On the upside, the growing scale and number of interactions leading to increasing system complexity also enables vast amounts of data to be gathered from different parts of the system. The data can be fed into models and methods to derive deep insights that can be used to optimize and tailor the behavior of the system.
During the summer, we explored these ideas in a greatly scaled-down setting. We used Crazyflie 2.0 drones and experimented with making them fly autonomously using Machine Learning instead of classical control theory. The objective was to demonstrate the ability to train an agent in a simulation before transferring it to a real-life setting.
One area in Machine Learning is called Reinforcement Learning where a software agent learns how to act in an environment with the goal of maximizing a cumulative future reward.

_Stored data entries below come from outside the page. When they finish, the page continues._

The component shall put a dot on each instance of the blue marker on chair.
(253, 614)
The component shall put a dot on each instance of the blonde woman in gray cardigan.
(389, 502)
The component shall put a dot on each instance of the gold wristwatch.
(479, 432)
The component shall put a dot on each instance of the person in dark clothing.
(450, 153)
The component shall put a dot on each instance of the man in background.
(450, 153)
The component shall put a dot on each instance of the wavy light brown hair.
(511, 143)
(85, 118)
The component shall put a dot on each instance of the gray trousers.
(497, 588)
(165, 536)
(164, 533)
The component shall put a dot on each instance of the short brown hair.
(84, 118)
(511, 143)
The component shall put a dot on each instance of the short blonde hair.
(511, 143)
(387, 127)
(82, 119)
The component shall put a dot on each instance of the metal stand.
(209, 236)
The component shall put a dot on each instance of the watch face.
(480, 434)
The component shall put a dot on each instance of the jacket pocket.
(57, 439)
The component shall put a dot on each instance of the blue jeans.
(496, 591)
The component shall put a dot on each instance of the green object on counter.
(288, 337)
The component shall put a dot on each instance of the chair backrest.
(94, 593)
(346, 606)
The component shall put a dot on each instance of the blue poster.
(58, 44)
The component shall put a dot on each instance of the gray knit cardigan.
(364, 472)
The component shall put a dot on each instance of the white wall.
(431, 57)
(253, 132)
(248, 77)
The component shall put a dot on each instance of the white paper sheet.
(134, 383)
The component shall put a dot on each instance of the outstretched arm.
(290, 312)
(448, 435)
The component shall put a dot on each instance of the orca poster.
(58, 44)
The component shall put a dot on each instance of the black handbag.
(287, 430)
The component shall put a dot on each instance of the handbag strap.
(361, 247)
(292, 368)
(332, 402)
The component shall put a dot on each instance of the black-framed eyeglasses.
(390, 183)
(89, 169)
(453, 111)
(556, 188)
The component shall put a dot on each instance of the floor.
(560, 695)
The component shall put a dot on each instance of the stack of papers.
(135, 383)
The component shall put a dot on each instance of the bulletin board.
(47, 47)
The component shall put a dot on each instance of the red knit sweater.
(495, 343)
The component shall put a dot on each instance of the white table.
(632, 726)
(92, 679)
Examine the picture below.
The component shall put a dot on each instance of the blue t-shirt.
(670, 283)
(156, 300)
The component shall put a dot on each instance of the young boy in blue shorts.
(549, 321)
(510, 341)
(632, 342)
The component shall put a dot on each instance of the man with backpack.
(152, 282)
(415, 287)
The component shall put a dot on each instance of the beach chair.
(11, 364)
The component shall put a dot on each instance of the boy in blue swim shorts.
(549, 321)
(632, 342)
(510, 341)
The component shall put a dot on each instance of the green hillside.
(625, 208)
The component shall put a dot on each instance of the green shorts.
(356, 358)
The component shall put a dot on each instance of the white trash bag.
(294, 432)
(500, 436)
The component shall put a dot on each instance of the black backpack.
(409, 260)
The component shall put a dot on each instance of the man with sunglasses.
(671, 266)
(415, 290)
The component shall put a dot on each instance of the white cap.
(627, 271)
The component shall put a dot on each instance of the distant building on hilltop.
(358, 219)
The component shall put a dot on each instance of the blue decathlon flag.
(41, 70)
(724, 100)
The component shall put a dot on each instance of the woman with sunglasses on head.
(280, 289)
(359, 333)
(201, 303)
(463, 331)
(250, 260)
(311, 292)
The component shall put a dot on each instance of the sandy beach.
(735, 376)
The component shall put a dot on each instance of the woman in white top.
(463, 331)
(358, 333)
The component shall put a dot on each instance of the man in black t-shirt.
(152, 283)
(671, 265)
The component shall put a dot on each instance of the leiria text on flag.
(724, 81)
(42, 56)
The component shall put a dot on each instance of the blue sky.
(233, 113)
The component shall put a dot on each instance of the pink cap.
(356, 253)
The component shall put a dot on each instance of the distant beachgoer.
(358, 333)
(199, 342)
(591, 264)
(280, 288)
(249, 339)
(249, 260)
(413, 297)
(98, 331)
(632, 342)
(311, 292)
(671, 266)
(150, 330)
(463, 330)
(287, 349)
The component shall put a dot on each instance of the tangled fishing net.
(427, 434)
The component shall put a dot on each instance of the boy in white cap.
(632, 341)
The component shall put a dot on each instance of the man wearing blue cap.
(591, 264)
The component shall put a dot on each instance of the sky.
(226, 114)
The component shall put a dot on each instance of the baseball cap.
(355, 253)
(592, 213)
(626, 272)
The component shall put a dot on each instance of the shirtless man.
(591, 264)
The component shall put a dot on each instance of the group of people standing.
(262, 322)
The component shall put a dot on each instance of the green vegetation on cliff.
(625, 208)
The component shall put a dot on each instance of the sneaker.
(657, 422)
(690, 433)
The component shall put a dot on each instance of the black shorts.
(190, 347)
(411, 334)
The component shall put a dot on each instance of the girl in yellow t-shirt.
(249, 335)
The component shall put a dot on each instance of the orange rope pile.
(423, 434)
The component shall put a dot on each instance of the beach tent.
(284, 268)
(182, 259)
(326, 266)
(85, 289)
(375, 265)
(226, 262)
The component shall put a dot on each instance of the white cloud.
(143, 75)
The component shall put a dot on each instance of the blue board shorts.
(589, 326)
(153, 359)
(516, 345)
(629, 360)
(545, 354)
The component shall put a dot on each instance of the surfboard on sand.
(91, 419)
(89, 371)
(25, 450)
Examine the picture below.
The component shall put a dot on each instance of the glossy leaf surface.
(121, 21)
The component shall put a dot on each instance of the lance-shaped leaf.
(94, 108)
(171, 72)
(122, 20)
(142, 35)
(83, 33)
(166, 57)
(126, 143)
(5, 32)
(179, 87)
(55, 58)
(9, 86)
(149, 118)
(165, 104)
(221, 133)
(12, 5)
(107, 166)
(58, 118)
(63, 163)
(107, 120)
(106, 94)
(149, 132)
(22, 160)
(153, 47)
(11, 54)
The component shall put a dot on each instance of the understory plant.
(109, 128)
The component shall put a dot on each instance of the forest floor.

A common approach is to model the environment as a series of states and actions (called a Markov decision process). The agent then tries to learn by interacting with the environment in order to find the policy that maximizes the expected future reward.
The agent interacting with the environment and receiving a reward for its action.
Given enough time, the agent is sometimes able to reach a state of superhuman performance, where it effectively performs better than any human expert ever could in making decisions. This opens the door to many interesting high-impact improvements in telecommunication systems where operators and end users alike have a lot to gain.
However, one weakness with this method is the way the agent must first explore the environment to begin making good decisions. Initially, the agent makes decisions that appear to be random before it gains enough experience to know how to act. This makes it hard to learn solely by interacting with reality. For example; it is not practical to let a self-flying drone crash in order for it to learn how to fly.
The same challenges also exist in telecommunication networks, except that the stakes are higher. In order to be a viable option, the agent has to perform better than the solution already deployed, right from day one. The agent must also guarantee that the actions it makes does not affect the stability or performance of the network in any negative way, but in order to learn, the agent has to explore actions that affect the network in both good and bad ways.
Instead of letting the agent train in the real world, we let it train in a simulation, where nothing severe happens if it makes a bad decision. The computer’s ability to perform thousands of simulations during the time it would take to complete a single run in the real world is an added benefit. However, since no simulation is a perfect model of the real world, moving the agent from simulation to reality can be somewhat challenging. In the case of autonomous drones, challenges might include ground-effect and turbulence as well as communication delays or noisy and inexact sensor data.
A drone training in a simulator.
During the summer, we experimented with this transition from simulation to reality. The agent was trained in a simulator tailored for Crazyflie 2.0 in order to learn the basic actions. We then worked on transferring the trained model to a real Crazyflie drone in order to demonstrate Reinforcement Learning as a viable method of dealing with complex problems in the real world.
A Crazyflie 2.0 drone from Bitcraze hovering.
Machine learning is an area where a great deal of research is currently in progress. This can sometimes make it hard to keep up to date with the latest changes, and when problems are encountered there are rarely any definitive solutions as many of the problems are ongoing research problems. This can sometimes be challenging because even problems that appear simple on the surface might require very intricate, complex solutions. When problems do occur, it’s not always possible to find a documented solution, but instead we have to rely on our intuition and creativity.
Working at Ericsson Research
Working at Ericsson Research is really stimulating. You’re constantly exposed to new things and ideas you’ve never worked with before. It’s a very rewarding work place where you never run out of stuff to do and ideas to work on. This makes it a very rewarding way to spend your summer, getting exposed to new technologies and working in a smart team.
We usually spend our days in the lab debugging our machine-learning models and thoughts. Working in a creative, relaxed environment with interesting, inspiring colleagues makes the days fly by.
Jonas and one of the Crazyflie drones
About Jonas and Sven
Jonas and Sven are students from the Royal Institute of Technology in Stockholm, Sweden, pursuing degrees in Computer Science and Engineering. They live in Stockholm and enjoy spending time with their friends and family’s. When not working, Jonas spends his late evenings bouldering or researching subjects which pique his curiosity. Sven appreciates going for the occasional run or swim, weather permitting.